This past few months, I have been mostly working, rebuilding myself from the top down, and going insane. I have no memory doing anything else other than sleeping, but my notes insist that in addition to all that, I was mostly reading:
- Survey Finds More Than 40% of Americans Misled Others About Having COVID-19 and Use of Precautions — University of Utah Health:
Four of 10 Americans surveyed report that they were often less than truthful about whether they had COVID-19 and/or didn’t comply with many of the disease’s preventive measures during the height of the pandemic, according to a new nationwide study led in part by University of Utah Health scientists. The most common reasons were wanting to feel normal and exercise personal freedom.
- The End of the Road to Serfdom — Cory Doctorow in Medium:
After WWII, every person in the rich world aspired to owning a dishwasher, a house, a TV, a car, and other major appliances and material goods. This gigantic demand meant that there were plenty of profits to go around: even though the factory workers who produced these items reduced their bosses’ profits because they were unionized and earned a decent wage and demanded decent benefits, the sheer volume of items sold to the burgeoning middle class of America meant that those bosses could still get very, very rich. But by the Reagan era, the party was over. People had all the stuff they needed. They’d replace it from time to time, and maybe they’d invest in something new like a personal computer or a VCR, but the post-war big bang of consumer demand had run its course. That could have ushered in an era of steady state: decent wages for the workers who made novelties and new stuff to replace things as they wore out, small but steady profits for their bosses. That was the future Reagan and the neoliberals set out to prevent. If America was fully cooked, it was time to time to redivide the pie.
- When Billionaires And The Government Work Together To Control Information — Caitlin Johnstone:
In addition to being censored across social media platforms, the Hunter Biden laptop story was first ignored and dismissed by the mainstream news media, then spun as a Russian disinfo operation. Those media outlets eventually came around to admitting that the leaked emails were probably authentic, and Hunter Biden tacitly authenticated them himself when he acknowledged that the information “could” have come from his laptop. Nothing that came from that laptop was anywhere near as scandalous as the unified front presented by the news media and Silicon Valley in reducing the political impact of an October surprise before a presidential election. And now we know that the reason the world’s largest social media platform censored that particular story was because they were cautioned by the FBI against allowing such information to circulate. How many of those other institutions suppressed that news story because they were told to by the FBI or other government agencies? How often are US government agencies involving themselves in the act of censorship? What other information is being suppressed in this or similar ways? What other information will be suppressed in the future?

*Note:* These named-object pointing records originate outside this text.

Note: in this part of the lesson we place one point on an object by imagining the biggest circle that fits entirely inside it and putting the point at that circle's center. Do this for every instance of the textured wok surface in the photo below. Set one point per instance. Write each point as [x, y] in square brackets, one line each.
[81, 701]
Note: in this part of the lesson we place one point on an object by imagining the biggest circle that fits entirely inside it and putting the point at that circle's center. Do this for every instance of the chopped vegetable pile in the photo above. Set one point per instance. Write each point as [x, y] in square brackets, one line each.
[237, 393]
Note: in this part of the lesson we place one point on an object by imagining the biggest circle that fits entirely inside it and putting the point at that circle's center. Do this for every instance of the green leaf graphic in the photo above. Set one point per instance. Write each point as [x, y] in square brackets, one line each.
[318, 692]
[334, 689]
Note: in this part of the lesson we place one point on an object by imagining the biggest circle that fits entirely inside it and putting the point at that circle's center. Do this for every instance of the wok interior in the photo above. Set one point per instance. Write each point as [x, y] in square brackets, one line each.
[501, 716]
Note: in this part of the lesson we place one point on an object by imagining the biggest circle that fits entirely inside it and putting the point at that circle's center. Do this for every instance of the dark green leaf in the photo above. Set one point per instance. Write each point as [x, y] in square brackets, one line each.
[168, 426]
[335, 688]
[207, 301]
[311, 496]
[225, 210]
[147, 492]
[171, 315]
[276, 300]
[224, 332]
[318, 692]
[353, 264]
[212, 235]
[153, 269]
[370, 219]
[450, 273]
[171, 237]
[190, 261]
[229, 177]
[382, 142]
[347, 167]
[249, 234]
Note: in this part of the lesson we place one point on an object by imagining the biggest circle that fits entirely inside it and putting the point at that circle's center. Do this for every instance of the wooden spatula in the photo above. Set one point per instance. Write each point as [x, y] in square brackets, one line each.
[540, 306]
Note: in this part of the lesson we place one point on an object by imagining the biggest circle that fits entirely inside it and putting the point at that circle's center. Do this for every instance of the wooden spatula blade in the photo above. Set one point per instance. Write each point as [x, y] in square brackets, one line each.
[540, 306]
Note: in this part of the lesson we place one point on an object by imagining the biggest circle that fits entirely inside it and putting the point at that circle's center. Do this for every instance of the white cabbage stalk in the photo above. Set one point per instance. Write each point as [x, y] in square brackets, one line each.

- Back to the Club — Pete Brown in Tribune:
You probably missed the 160th anniversary of the Working Men’s Club movement back in June. Most people did—it wasn’t reported by a single mainstream media outlet. Should it have been? Working men’s clubs are slipping from the nation’s collective memory. For many who do remember them, they are faintly ridiculous institutions, all flat caps and chicken-in-a-basket, channelled through the affectionate filter of Peter Kay’s Phoenix Nights. For those with longer memories, they are bastions of everything that was wrong with the 1970s: casual racism, rampant sexism, and a world of beige mediocrity. There’s some truth to this picture. But it’s hopelessly incomplete.
- 15-minute cities: how to separate the reality from the conspiracy theory — Alex Nurse, Alessia Calafiore, and Richard J. Dunning in the Conversation:
Conspiracy theories aren’t a new thing, and for as long as they’ve been around they’ve ranged from the benign to the absurd. From the six moon landings being faked to the Earth being flat, or our ruling class being lizards, we’ve all probably come across them in one form or another. Yet, in a surprise twist, the hottest conspiracy theory of 2023 comes from an unlikely corner: town planning. This relates to the idea of “the 15-minute city” and has even gone so far as to be mentioned in UK parliament by an MP who called the idea “an international socialist concept” that will “cost us our personal freedom”.
- The Latest on Possible Causes and Treatments for Long COVID — Adam Kovac in Brain & Life:
In addition to lingering symptoms of the virus, the most common neurologic manifestations include depression and anxiety, cognitive impairment, memory problems, a general feeling of brain fog, and dysautonomia, a disorder of the autonomic nervous system, which can cause a drop in blood pressure upon standing and a rapid pulse, among other symptoms. Even more troubling, new data suggest that long COVID may increase the risk of neurologic disorders, ranging from stroke and Alzheimer's disease to Parkinson's disease, according to a study by Ziyad Al-Aly, MD, director of the Clinical Epidemiology Center at Washington University in St. Louis, published in Nature Medicine in September. As researchers learn more about how the virus affects people's lives months or even years after infection, they now recognize that these long-term effects can be persistent, widespread, and likely to clog the American health care system for years.